Have you ever done the arch test? You can learn a lot about what kind of running shoe you need based solely on your wet footprint.
If you can see about half of your arch, as I can, you’re a normal pronator (pronation is when your foot collapses in when it strikes the ground). If you can see your entire footprint, you are flat footed, which probably means you’re an overpronator – your foot collapses in too much. There are shoes made just for this foot type. And if you can’t see much or any of your arch at all, just your heel and balls of your foot, this means you’re a supinator, which means your foot doesn’t collapse in enough. A little collapse is necessary to help absorb the shock of the foot strike. If you’re a supinator, you need a neutral shoe – no added stability or pronation reduction. (Source)
I wasn’t running today, though – hence the wet footprints.
I swam 1,000 glorious yards in my gym’s outdoor pool. Swimming outside is so much more fun than an indoor pool.
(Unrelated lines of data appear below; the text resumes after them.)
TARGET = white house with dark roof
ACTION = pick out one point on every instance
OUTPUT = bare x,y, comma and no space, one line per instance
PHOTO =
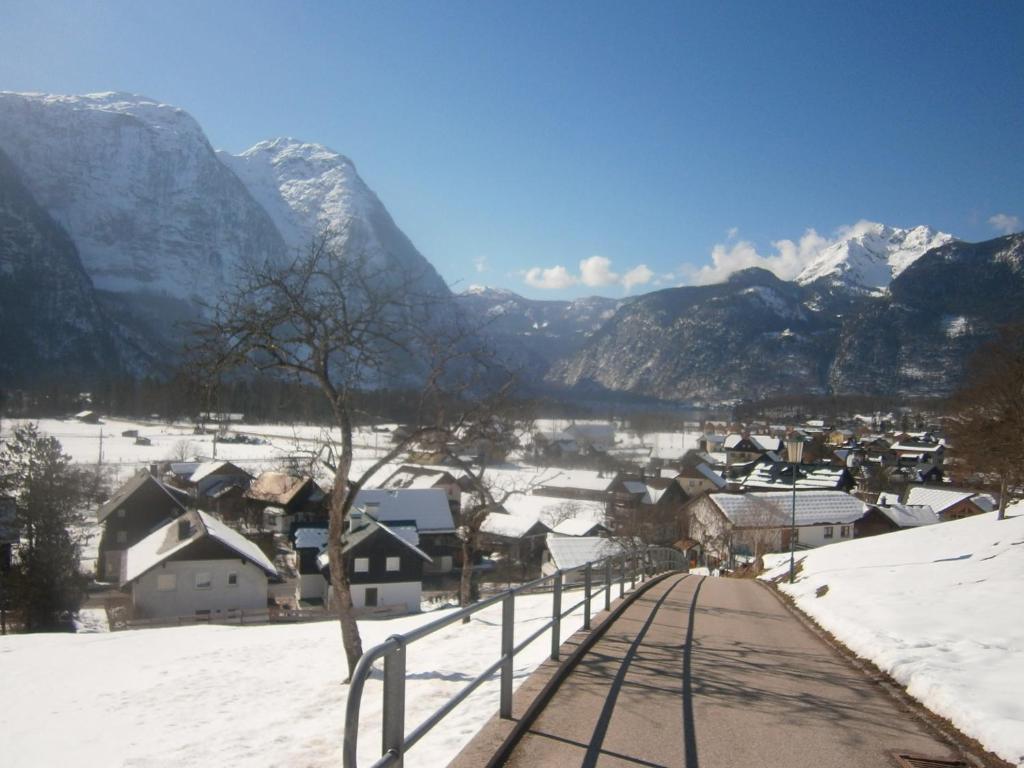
949,503
427,509
729,524
196,565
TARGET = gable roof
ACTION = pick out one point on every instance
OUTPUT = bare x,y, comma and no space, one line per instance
427,507
578,526
367,526
813,507
511,526
210,468
167,541
572,551
126,492
942,499
908,516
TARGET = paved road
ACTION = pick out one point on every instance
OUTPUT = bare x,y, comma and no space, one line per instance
717,673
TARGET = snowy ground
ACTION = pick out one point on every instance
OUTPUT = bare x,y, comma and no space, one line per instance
241,695
940,609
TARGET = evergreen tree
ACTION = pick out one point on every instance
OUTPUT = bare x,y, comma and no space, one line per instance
45,586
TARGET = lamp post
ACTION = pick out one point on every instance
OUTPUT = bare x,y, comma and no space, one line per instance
795,452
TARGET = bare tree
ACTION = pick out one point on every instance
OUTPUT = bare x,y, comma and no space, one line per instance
341,324
986,421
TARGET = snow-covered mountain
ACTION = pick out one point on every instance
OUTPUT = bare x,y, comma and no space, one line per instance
309,189
870,257
139,189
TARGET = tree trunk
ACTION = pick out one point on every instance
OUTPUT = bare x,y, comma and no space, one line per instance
339,577
1003,499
I love being able to see the sky when I raise my face out of the water for a breath.
Lunch and snacks were simple grab-and-go foods that I could eat one-handed while taking care of little Hen – peanut butter sandwich, fruit, a granola bar. Dinner was something delicious, though.
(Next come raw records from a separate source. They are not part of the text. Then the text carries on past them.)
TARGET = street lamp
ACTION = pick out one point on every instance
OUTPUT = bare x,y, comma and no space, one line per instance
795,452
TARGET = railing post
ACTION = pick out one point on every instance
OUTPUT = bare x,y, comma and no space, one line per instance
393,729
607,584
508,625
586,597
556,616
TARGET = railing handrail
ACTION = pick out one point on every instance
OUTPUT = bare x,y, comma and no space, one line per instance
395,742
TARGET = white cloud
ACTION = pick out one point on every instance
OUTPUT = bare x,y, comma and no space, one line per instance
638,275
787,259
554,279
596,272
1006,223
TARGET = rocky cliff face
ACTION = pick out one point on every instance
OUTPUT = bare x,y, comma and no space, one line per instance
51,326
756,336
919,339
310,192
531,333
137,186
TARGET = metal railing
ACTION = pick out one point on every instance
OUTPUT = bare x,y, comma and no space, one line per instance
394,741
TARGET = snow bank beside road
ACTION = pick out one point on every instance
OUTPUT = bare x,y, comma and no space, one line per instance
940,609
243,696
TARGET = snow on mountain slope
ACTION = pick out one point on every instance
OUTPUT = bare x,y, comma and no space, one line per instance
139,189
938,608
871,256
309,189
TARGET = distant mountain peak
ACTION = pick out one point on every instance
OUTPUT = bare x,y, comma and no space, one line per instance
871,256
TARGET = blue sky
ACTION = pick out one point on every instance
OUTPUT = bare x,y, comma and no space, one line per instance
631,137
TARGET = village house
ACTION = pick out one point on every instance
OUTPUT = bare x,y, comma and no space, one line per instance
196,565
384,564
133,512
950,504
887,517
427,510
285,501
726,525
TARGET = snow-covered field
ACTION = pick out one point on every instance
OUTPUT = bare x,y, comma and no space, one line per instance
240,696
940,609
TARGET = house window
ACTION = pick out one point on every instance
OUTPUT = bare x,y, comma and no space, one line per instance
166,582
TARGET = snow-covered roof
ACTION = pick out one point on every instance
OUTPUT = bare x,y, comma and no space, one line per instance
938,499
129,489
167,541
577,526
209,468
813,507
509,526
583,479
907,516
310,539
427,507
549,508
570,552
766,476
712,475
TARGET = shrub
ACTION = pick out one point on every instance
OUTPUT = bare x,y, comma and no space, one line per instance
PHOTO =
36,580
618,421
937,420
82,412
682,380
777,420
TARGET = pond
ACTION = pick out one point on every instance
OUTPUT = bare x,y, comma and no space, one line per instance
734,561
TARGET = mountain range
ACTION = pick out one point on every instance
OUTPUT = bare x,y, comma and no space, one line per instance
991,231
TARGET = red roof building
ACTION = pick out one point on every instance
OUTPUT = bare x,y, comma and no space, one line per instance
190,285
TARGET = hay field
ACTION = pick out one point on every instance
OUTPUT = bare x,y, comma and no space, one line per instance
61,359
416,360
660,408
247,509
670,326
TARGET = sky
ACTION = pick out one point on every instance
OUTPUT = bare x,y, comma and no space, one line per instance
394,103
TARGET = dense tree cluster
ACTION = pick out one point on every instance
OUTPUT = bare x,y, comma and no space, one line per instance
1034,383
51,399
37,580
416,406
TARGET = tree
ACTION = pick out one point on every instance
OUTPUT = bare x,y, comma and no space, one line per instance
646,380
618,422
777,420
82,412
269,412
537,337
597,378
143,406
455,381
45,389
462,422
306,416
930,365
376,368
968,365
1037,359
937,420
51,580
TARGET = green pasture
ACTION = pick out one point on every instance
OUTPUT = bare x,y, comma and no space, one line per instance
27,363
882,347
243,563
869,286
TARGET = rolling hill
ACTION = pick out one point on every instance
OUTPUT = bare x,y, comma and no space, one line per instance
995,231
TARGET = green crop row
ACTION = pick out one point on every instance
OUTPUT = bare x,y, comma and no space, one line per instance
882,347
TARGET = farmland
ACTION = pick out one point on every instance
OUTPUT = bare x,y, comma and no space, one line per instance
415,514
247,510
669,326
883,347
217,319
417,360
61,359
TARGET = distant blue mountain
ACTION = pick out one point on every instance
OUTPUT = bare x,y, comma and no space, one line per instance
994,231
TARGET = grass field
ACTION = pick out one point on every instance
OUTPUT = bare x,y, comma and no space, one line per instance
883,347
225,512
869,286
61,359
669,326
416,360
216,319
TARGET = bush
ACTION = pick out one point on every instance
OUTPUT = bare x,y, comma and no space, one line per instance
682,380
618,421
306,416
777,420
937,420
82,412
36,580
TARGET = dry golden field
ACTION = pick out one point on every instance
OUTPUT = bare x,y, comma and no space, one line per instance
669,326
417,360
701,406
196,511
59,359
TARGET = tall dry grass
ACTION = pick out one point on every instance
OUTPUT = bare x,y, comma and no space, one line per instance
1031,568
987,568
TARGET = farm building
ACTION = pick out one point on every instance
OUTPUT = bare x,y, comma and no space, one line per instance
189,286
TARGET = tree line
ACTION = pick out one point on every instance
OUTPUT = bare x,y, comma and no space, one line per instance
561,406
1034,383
I combined a bunch of leftovers – stir-fried veggies, roasted potato, baked tofu, and eggplant – with some tamari sauce (basically soy sauce).
Tasty and fast. Just what I need on a Tuesday night.
Henry says hi.
Fun facts about babies’ feet: They are born with only 22 bones per foot, but by age five, they have 26 bones in each foot. And all babies’ feet look flat – but they aren’t truly flat-footed. Their feet only look flat thanks to fat deposits on the soles of their feet. A human’s arch doesn’t fully develop until about age 10. So right now, Henry is an overpronator , but who knows what kind of running shoe he’ll need when he’s an adult! Lucky for me, he stays put in his Boppy pillow for now.